Ada Warga Miskin di Laikang Belum Tersentuh Bantuan Pemerintah

  • Whatsapp
Ada Warga Miskin di Laikang Belum Tersentuh Bantuan Pemerintah

Ada Warga Miskin di Laikang Belum Tersentuh Bantuan Pemerintah

TAKALAR, UPEKS.co.id—-Pemerintah terus menggelontorkan bantuan kepada masyarakat kurang mampu.  Tujuannya untuk perbaiki tingkat kesejahteraan, dan ekonomi masyarakat.

Bacaan Lainnya

Nasib baik belum berpihak kepada salah satu warga Desa Laikang Kecamatan Mangarabombang, Soreang Dg  Ngesa dan Ittia. Kondisi keluarganya sangat memprihatikan.

Mereka tinggal di sebuah rumah gubuk berkuran 5 meter persegi (2,5 x 2,5 meter) yang dibangun di atas lahan  milik orang lain.

Untuk berkunjung ke rumah Milik Soreang Dg Ngesa menempuh jarak yang cukup jauh, sebab mereka tinggal  jauh dari perkampungan penduduk.
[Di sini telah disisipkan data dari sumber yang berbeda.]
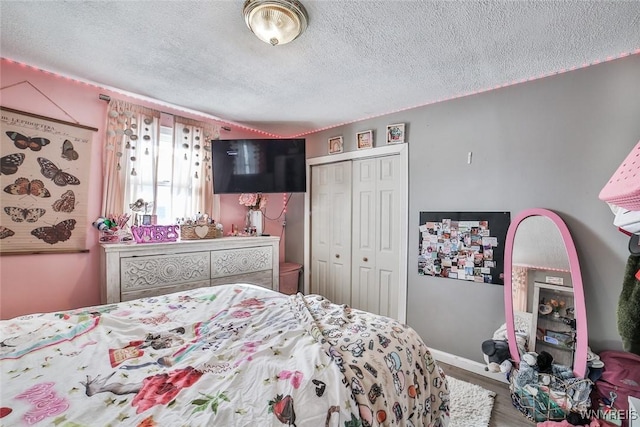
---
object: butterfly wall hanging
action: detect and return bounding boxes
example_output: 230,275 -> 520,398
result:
4,206 -> 47,222
0,225 -> 16,239
0,153 -> 24,175
51,190 -> 76,213
0,106 -> 96,254
38,157 -> 80,187
5,132 -> 51,151
4,178 -> 51,197
61,139 -> 80,161
31,219 -> 76,245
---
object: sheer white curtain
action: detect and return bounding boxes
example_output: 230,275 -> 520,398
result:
511,265 -> 538,312
103,100 -> 220,225
171,116 -> 220,224
102,99 -> 160,215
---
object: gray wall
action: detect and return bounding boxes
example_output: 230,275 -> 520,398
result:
302,55 -> 640,363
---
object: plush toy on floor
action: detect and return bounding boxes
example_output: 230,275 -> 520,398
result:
482,340 -> 512,373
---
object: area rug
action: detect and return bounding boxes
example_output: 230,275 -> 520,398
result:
447,376 -> 496,427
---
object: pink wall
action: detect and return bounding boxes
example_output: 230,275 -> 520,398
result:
0,59 -> 284,319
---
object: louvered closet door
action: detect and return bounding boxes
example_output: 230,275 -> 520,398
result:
351,156 -> 405,318
310,161 -> 351,304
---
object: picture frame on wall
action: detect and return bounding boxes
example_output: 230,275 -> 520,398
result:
329,136 -> 344,154
387,123 -> 405,144
356,130 -> 373,150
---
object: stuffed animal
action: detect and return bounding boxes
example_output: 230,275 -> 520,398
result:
482,340 -> 512,373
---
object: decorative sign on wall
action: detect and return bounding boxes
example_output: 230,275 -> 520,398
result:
0,107 -> 97,254
418,212 -> 511,285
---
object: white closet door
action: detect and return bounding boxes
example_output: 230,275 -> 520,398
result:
310,161 -> 351,304
351,156 -> 405,318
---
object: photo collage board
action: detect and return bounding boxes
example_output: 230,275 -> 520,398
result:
418,212 -> 511,285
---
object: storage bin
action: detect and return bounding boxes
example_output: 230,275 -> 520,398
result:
279,262 -> 302,295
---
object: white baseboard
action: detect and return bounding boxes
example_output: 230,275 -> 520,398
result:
429,348 -> 509,384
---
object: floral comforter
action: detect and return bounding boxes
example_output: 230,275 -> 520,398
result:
0,285 -> 449,427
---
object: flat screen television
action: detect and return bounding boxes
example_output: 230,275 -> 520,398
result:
211,138 -> 307,194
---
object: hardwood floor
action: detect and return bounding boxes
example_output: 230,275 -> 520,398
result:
438,362 -> 535,427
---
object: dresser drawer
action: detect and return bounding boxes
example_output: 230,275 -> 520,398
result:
120,252 -> 211,294
211,246 -> 273,279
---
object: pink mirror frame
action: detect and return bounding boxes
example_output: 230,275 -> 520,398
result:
504,208 -> 588,378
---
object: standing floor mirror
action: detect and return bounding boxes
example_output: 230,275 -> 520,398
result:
504,209 -> 588,377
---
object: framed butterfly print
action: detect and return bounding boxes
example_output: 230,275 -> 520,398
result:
0,107 -> 97,255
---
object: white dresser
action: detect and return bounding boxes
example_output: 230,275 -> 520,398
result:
100,236 -> 280,304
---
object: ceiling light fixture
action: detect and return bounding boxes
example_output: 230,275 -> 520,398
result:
243,0 -> 309,46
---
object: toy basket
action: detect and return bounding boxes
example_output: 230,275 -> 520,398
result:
509,369 -> 593,422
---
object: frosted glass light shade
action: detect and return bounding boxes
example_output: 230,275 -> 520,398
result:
244,0 -> 308,46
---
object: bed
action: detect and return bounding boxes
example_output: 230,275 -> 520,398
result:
0,284 -> 449,427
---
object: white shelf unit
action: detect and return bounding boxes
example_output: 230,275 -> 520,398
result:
529,282 -> 575,368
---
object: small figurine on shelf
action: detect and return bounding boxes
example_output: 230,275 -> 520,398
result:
92,214 -> 133,243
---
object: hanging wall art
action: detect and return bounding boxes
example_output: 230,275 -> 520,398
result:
418,212 -> 511,285
0,107 -> 97,255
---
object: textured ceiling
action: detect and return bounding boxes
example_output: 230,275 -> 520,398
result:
0,0 -> 640,136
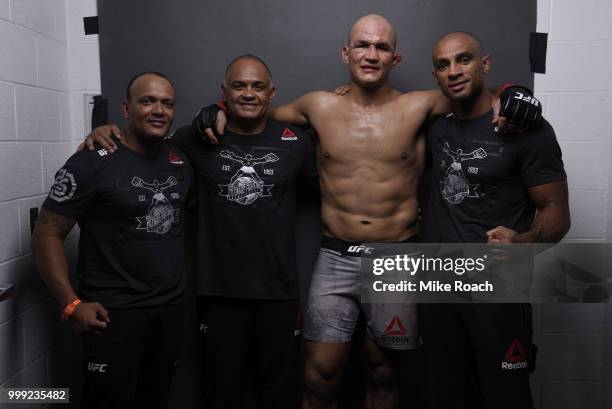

Selain kondisi jalan kurang bersahabat, karena pasutri tinggal jauh dari  keramaian,(kasarnya tinggal di tengah hutan), Tepatnya di perbatasan Dusun Laikang dan Dusun Punaga  Kecamatan Mangarabombang Takalar.

Sangat memilukan di usia memasuki setengah abad, keduanya harus tinggal di sebuah gubuk tidak layak pakai  yang dibangun di atas tanah milik warga lain,tanpa fasilitas listrik dan air bersih. Mereka bertahan hidup dengan  berkebun.

Saat ditemui dikediamannya kondisi kesehatan Daeng Ngesa (Suami Ittia) dalam keadaan fisik yang lemah.  Lantaran mengalami demam dan sakit kepala.

”Kami bersama Istri sudah lama menetap di lokasi ini,namun pemerintah belum pernah ada bantuan terlebih  namanya Bantuka Langsung Tunai dari pemdes setempat,” ujarnya.

“Sejak musim penghujan,tidak bisa tertidur dengan nyenyak lantaran atap rumah bocor dan menganga,dinding  rumah hanya menggunakan terpal kombinasi bambu.”terangnya.

Selain bantuan tidak pernah didapatkan,apalagi sarana listrik yang tidak dimiliki,keluarga miskin papah ini, hanya  menggunakan pencahayaan lampu minyak tanah terbuat dari kaleng cat.

“Kalau hujan keras pak, tidak tidur. Apalagi jika guntur dan kilat. Saya sama istriku selalu berjaga jaga,karena atap  rumah saya bocordan pencahayaan berbahan minyak tanah “terangnya.

Lanjut dikatakan selain berbahan minyak tanah, kamai juga menggunakan lampu cas itupun pemberian warga.  Hanya jika mau cash lampu, harus kerumah warga yang lumayan cukup jauh” ujarnya.

Menurut Daeng Ngesa, musim hujan merupakan sebuah keberkahan, pasalnya kami dan istri dapat memperoleh  air bersih,ironisnya jika tidak hujan atau bukan musim hujan, kami ke rumah warga menempuh jarak 2 kilo meter  untuk mengambil air.

Selama menetap jauh dari padat penduduk. Pasutri tersebut tidak mendapatkan bantuan dari pemerintah. Baik itu  BLT, PKH ataupun bantuan lainnya semasa pandemi Covid-19 melanda. Bahkan karena jarak yang jauh dari pemukiman warga bantuan dari warga pun tak pernah dia terima.

Salah satu warga, Ari Daeng Tompo yang menemani wartawan menuju kediaman Pasutri tersebut berharap  pemerintah ataupun para dermawan memberikan bantuan. Alasannya, warga seperti inilah yang perlu  diperhatikan oleh pemerintah setempat.

“Kalau bisa dibantu dapatkan tempat tinggal yang layak, kayak rumah yang tidak jauh tempatnya, apalagi bukan  tanahnya,” pinta Daeng Tompo.(Jahar).